12 Days Of Christmas

It was Christmas morning and the feasty scents of Christmas breakfast and merry sounds of carols were interrupted by a phone call. A stranger called to say mom had been hit by a scooter on a busy road close to our homes. In the frenzied hours that followed, mom was shuttled from the site to a nursing home and then to a hospital. The jumbled bustle of the ambulance siren, the vehicle horns and the faraway sounds of carols was symbolic of our jumbled thoughts. Nobody knew what lay ahead. ­­­­­­The twelve days that followed, from admission to discharge, are the twelve days I write about; the twelve days of Christmas as it was for us.

A star that shone
Mom was in a lot of pain and she stoically bore it all, with grace and fortitude. She winced and cried each time she was shifted, but spoke to us with great reassurance. It was only after the first medical reports came in that we got to know how grave the injury was. A femur broken into three, each part digging into her flesh with every slight move and a fractured wrist. It was much more than anyone could bear, and incomprehensible for a frail seventy year old. But mom in her true style bore it all, and that is why this Christmas piece has a star after all.

The power of love
As mom’s condition fluctuated between the known and unknown, the presence of family and friends, remote and near, provided us with great succor and support. Each time the phone rang with the reassuring voice of loved ones, her pain seemed slighter and her limbs a little more responsive. It felt like being empowered, empowered by the immense power of love.

It also helped us pause and think about the numerous people we met in the hospital with no one to call their own, no one to turn to for support and guidance or just a word of reassurance. In our hearts we prayed—God bless our large family and our circle of friends, and we hoped that someday we would be family or friend to someone in need.

They came from far and wide
We informed only a few people about the accident. But in the days that followed the list of well wishers who called, came, and enquired grew from the regular to long forgotten acquaintances of the past. They stood by our side, people whose lives mom and dad had touched in their own special way, creating a protective mulch around us, strengthening us with kind words and acts of kindness.

Their presence reminded me of the family who quietly stood by the manger waiting with ready arms and large hearts while the babe slept peacefully that silent night.
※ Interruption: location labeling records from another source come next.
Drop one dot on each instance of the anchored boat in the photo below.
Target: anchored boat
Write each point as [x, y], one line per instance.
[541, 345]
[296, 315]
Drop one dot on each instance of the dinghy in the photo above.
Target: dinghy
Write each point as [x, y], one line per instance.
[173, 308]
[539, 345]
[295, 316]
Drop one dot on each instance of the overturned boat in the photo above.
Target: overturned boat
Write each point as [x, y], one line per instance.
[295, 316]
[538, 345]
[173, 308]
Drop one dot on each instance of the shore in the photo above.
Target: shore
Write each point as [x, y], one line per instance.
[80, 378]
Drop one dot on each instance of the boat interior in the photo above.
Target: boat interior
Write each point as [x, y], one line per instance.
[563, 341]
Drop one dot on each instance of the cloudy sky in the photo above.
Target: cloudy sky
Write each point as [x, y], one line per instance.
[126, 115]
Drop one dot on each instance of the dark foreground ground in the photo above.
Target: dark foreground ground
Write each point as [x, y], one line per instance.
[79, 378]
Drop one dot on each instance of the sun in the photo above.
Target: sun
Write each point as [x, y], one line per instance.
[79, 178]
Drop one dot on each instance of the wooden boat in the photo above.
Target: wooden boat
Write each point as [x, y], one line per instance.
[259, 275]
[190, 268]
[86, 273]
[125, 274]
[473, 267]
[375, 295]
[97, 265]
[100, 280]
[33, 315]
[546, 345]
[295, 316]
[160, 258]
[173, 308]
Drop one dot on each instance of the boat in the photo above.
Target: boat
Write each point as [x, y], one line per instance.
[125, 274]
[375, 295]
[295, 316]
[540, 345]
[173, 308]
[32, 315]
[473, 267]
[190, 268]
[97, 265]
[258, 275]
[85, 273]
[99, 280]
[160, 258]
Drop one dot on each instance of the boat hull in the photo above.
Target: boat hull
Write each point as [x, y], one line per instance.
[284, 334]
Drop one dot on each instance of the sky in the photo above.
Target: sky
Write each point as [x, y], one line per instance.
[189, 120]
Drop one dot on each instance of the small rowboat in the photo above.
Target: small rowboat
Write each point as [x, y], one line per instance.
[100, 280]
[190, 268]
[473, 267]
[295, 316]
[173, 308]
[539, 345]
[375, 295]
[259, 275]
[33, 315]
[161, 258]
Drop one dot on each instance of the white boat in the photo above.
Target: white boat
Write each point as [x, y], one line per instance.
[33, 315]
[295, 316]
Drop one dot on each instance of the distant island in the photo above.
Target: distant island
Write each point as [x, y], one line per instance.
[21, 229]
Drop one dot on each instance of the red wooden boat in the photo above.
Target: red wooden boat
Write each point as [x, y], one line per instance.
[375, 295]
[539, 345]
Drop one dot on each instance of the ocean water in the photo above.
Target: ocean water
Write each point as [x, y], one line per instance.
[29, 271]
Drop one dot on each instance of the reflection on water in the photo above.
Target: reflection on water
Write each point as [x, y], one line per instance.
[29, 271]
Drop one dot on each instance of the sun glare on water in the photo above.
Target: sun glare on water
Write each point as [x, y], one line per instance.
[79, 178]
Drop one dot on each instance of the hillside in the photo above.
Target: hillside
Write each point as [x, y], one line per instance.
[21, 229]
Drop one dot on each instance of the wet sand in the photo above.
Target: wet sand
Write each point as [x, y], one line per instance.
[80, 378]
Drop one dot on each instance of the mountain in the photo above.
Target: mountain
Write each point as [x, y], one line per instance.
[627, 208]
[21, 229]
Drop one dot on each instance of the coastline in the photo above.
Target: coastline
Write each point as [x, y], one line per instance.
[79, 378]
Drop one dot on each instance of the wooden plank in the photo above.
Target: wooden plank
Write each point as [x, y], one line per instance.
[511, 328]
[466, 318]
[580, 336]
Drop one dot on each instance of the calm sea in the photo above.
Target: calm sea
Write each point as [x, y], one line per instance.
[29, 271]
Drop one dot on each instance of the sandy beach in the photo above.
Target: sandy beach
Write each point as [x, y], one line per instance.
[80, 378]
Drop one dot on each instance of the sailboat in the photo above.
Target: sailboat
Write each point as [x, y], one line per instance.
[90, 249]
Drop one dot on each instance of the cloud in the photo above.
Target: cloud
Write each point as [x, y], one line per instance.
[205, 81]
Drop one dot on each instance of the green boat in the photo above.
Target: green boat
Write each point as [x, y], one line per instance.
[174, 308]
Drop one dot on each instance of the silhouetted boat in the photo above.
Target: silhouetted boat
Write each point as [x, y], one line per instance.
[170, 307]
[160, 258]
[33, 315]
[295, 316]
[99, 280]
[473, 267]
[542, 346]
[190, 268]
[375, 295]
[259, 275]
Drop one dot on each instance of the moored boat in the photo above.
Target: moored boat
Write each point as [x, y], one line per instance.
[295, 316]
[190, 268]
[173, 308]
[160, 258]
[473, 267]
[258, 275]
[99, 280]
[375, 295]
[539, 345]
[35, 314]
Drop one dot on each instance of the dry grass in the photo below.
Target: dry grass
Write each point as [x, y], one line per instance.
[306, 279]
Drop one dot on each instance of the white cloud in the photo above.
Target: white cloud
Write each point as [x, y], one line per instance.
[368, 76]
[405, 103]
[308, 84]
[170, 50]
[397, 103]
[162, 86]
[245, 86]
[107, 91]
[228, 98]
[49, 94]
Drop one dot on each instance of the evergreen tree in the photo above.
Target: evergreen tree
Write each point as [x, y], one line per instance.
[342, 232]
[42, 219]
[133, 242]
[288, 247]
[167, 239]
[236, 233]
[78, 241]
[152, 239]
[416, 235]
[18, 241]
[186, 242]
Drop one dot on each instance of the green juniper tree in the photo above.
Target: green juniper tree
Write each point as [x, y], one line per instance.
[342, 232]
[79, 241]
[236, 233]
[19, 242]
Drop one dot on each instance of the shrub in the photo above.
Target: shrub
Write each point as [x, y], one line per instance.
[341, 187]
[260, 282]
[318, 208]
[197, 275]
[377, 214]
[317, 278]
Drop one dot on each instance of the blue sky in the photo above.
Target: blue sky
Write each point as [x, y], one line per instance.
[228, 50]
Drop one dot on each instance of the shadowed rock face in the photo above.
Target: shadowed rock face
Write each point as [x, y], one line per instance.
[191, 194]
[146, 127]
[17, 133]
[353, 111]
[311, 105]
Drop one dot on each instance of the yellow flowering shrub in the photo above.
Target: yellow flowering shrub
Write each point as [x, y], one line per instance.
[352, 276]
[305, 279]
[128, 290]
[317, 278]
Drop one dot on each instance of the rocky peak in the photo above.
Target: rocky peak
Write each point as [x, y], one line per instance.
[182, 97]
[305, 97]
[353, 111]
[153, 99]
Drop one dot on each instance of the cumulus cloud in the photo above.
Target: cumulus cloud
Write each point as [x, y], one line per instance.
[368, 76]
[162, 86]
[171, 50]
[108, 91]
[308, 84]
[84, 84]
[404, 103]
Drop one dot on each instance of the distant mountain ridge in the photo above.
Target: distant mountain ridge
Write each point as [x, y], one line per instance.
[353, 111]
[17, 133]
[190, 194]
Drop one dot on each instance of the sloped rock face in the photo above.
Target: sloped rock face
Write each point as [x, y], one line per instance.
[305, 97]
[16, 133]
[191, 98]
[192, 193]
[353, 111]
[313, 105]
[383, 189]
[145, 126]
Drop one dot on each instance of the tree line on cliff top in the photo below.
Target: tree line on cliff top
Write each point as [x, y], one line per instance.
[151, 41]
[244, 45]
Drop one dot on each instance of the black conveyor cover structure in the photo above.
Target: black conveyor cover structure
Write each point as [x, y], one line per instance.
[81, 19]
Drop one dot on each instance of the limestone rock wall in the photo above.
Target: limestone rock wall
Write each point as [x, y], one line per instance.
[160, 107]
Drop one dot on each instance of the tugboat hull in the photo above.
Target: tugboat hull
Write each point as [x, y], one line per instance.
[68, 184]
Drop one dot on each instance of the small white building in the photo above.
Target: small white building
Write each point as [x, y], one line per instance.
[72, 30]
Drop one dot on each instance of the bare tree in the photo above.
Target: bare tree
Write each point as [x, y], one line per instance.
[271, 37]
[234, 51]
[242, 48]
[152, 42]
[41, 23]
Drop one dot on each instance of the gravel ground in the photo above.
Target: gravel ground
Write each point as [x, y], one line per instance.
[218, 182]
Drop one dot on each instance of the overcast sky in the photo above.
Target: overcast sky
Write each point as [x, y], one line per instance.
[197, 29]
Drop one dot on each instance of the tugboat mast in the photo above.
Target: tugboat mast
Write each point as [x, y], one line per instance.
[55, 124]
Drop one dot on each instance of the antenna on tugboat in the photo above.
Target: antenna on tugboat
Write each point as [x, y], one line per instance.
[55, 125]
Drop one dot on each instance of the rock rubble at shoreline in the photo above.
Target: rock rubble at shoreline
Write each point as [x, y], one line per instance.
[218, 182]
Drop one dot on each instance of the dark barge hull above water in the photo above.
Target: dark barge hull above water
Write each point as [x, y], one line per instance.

The doors that shut before us
The OT was guarded like a fortress with 3 sets of doors. No one had access to the world that lay beyond the doors, save a chosen few who worked behind them. Deluxe, special, or general—all waited humbly for news of a loved one outside. Money or power made no difference here—all were equally at the mercy of the people who worked inside and the Maker who decided all.


We have no money or power to speak about. But while waiting there endlessly, we realized, we shouldn’t have missed them at all.


A Christmas gift
Mom was successfully operated on and shifted for recovery to a ward. As the days went by, some patients around mom left for home and others for the world beyond. While praying for her broken limbs, her fluctuating pressure, her healing pains, and her irresponsible sugar counts, we had somehow missed to say thanks for the greatest gift of all—the gift of her life!


Now when we sit back and think of the ‘what ifs’ that could have been, a never ending list emerges—what if she had hit her head, what if it was truck instead of a scooter, what if she didn’t remember our contact numbers, what if no one on the street helped, what if the orthopedic had decided to take the day off for Christmas, what if she was hit somewhere far away from home, what if …

The list of questions gets longer every time we think about it. There are no answers save the grace of God. To Him we give thanks for this precious gift, a gift we so often take for granted.

Keepers of a kingdom
In this case that would be the caregivers at the hospital. In our short stay at the hospital we met many of them. No matter what their post or rank, they could be easily divided as those doing a job and those on a vocation. The difference was obvious in everything they did or said.


While being serviced by this mixed lot, we couldn’t help but wonder "what group do we fit into?"

We had some moments of cheer too.
Wise men from the south!
It is amazing to see the confidence with which some men dispense their wisdom on subjects unknown to them. They trickled in at the hospital too, acquaintances, each with their own bit about how to combat the problem. All was taken in good spirit as beneath it all was genuine concern to see mom healthy and active again.


It will be soon be a month since the accident. Mom rests beside me now as I put in these finishing lines to my belated Christmas piece, a steel rod supporting her broken bones. The Christmas wreath is back in the storeroom and Jim Reeves rests in the cassette rack for another year. But the twelve days of Christmas 2008, and the messages it brought to us will last a lifetime.

Merry Christmas and a Happy New Year.